MICHAEL BLOOMBERG: Well, I think you look at most of the Arab countries, they have been, I think, very quiet in criticizing Israel. Hamas is a dangerous group of terrorists who wants to destabilize people and governments and take away peoples' rights. And Israel's position is that rockets have been fired from Gaza. They have a right and an obligation to protect their people. Israel, in all fairness, thirteen years ago, pulled out of Gaza demilitarized it and today you see Egypt and other Arab countries wanting to contain Gaza and keep the borders closed, as does Israel, because there are terrorists among them mixes. And, unfortunately, the Palestinians are paying a terrible price. It is a great tragedy because Hamas is putting themselves and their rockets in places where if Israel strikes back to stop the rockets, which they have no choice, you are, unfortunately, going to see casualties. And I think in all fairness, Secretary Kerry, at the request of the President, has been trying to find some solution to the problem. But whether there is a solution to the problem, I don't know. There's no simple answer to these kinds of things.

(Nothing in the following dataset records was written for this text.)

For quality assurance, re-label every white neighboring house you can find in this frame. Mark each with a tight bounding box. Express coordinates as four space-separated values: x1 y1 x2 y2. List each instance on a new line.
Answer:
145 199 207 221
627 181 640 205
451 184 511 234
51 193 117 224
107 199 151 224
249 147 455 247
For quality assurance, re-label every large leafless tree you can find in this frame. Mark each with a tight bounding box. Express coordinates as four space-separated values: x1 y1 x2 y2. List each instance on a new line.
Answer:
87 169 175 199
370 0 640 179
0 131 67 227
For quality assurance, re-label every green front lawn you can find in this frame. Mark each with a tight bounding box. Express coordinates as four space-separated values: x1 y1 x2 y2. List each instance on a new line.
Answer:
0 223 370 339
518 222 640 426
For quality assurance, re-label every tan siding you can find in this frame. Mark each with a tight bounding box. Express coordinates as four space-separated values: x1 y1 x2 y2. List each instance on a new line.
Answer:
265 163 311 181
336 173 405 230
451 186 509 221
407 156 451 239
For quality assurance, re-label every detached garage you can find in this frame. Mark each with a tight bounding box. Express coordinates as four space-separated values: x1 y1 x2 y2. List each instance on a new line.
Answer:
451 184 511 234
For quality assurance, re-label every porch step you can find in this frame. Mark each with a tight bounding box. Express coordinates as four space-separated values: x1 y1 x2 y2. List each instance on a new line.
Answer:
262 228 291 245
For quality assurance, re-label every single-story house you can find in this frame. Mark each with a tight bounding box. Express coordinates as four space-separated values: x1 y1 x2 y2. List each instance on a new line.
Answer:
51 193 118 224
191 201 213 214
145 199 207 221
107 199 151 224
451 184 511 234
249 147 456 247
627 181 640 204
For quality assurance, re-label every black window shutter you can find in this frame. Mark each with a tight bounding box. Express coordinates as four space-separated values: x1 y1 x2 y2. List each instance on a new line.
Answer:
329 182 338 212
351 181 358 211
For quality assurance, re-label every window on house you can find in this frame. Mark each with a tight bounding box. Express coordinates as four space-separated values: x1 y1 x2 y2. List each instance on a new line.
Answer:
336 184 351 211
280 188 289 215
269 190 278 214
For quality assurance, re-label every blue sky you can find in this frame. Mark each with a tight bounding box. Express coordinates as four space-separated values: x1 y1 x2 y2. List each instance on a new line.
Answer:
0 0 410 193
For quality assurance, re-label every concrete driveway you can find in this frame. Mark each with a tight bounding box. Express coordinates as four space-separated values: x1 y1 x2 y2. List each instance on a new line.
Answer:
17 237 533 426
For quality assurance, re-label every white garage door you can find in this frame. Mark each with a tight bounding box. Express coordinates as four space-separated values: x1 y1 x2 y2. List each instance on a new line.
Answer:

MICHAEL BLOOMBERG: You can't walk in and say the good guys are wearing white hats and the bad guys are wearing black hats. You don't know everybody has got the same color hat on and that's the thing that American troops have had to deal with in Iraq and Afghanistan. Exactly the same thing. You can't tell who you are fighting in this kind of war.

NORAH O'DONNELL: It's difficult to watch the images that we air on our network and other networks. This week a school attack that had thousands in there. It was described as bloody mattresses. Children killed who were sleeping next to their parents. The U.N. Secretary General Ban Ki-moon said Thursday, "Nothing is more shameful than attacking sleeping children." Did Israel go too far?

MICHAEL BLOOMBERG: Israel cannot have a proportional response if people are firing rockets at their citizens. Can you imagine if one of the contiguous countries to America were firing rockets at America, the same people who are criticizing the Israelis would be going crazy demanding the President does more. Unfortunately, if Hamas hides among the innocent, the innocent are going to get killed because Israel just does not have any choice but to stop people firing-- Hamas firing rockets at their citizens. They have a right to defend themselves and America would do exactly the same thing.

NORAH O'DONNELL: Doesn't the Geneva Conventions lay out that you cannot attack schools or hospitals?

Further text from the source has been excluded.